Spoiler alert, sorry. At least you didn’t have to watch all the episodes to figure that one out.
But watch the trailer because the costumes, people and cinematography are #thirst-trap.
If you are hungering for a Victorian show about the goriness and primitive state of medicine in the early 1900s, watch The Knick on Cinemax. As its name tips you off it, it takes place in New York City (Knickerbocker).
Millennial Adulting & Emoting:
From one far SW corner of the British Isle to a non part of the Isle by way of the Republic of Ireland (Dublin), we find ourselves in famed Millennial author Sally Rooney’s latest Hulu adaptation, Conversations with Friends.
Unlike the serpent show, watching its characters emoting & the intoxicating combination of beautiful people + costumes + lovely scenery lends itself to a more interesting tale about the adulting period between college and growing up and similarly the at college time period.

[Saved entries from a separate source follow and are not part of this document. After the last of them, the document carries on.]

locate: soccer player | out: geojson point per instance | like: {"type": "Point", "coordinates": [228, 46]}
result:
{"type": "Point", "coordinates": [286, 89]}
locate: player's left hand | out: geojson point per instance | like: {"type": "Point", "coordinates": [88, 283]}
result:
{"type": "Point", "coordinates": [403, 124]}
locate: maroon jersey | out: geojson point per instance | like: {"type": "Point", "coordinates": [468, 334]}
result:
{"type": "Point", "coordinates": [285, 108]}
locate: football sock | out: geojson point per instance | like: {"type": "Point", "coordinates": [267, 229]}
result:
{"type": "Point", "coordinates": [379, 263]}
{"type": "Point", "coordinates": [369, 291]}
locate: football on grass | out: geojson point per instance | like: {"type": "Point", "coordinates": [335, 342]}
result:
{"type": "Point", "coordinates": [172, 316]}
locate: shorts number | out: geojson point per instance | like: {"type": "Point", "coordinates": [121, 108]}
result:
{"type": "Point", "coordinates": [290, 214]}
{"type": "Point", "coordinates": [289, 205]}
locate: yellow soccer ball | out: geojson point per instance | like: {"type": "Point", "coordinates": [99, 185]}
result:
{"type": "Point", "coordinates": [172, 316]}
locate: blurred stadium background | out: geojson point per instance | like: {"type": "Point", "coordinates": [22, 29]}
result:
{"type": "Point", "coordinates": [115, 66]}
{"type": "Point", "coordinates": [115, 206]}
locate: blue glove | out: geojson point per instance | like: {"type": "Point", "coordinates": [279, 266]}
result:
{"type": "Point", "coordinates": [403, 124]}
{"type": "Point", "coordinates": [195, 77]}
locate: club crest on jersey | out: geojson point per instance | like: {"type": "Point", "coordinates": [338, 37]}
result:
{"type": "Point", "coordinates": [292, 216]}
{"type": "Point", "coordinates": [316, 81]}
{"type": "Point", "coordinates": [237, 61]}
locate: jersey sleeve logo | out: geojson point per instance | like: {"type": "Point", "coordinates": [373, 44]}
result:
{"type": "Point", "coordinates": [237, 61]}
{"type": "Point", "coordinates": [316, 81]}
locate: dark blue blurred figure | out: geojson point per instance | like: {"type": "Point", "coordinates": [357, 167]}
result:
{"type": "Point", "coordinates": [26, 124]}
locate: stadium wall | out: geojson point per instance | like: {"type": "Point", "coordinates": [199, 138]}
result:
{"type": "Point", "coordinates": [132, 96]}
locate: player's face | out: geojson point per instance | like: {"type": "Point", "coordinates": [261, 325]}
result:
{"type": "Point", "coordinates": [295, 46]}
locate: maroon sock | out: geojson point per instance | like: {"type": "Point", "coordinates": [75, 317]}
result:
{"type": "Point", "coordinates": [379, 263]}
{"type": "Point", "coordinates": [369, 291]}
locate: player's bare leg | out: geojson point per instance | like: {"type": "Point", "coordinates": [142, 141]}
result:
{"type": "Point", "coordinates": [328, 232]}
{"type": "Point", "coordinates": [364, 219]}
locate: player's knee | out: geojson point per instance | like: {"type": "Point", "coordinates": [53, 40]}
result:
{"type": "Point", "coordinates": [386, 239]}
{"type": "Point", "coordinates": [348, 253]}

It stars Irish newcomer, Alison Oliver, as the show’s leading character, the introspective Frances who is navigating her college years, wrestling with wanting to be an author, finding love or lust, but passion anyways; and crippled with pain rooted from undiagnosed endometriosis, in which misdiagnosis is common btw.
Frances makes up one of the quartet with her best friend and former lover, the extroverted Bobbi (Sasha Lane) and Nick (Joe Alwyn, Taylor Swift’s current bf) and Melissa (Jemima Kirke, Girls and Sex Education) playing a married couple on the verge of something - finding their way back to one another, leaving one another, swinging (?). Either way, the crux of the book and its adaptation centers around Frances and Nick’s pairing up and begs the question if one partner is enough or if there’s more to romantic love in the form of open relationships and partner transparency. Cave woman in me is dubious.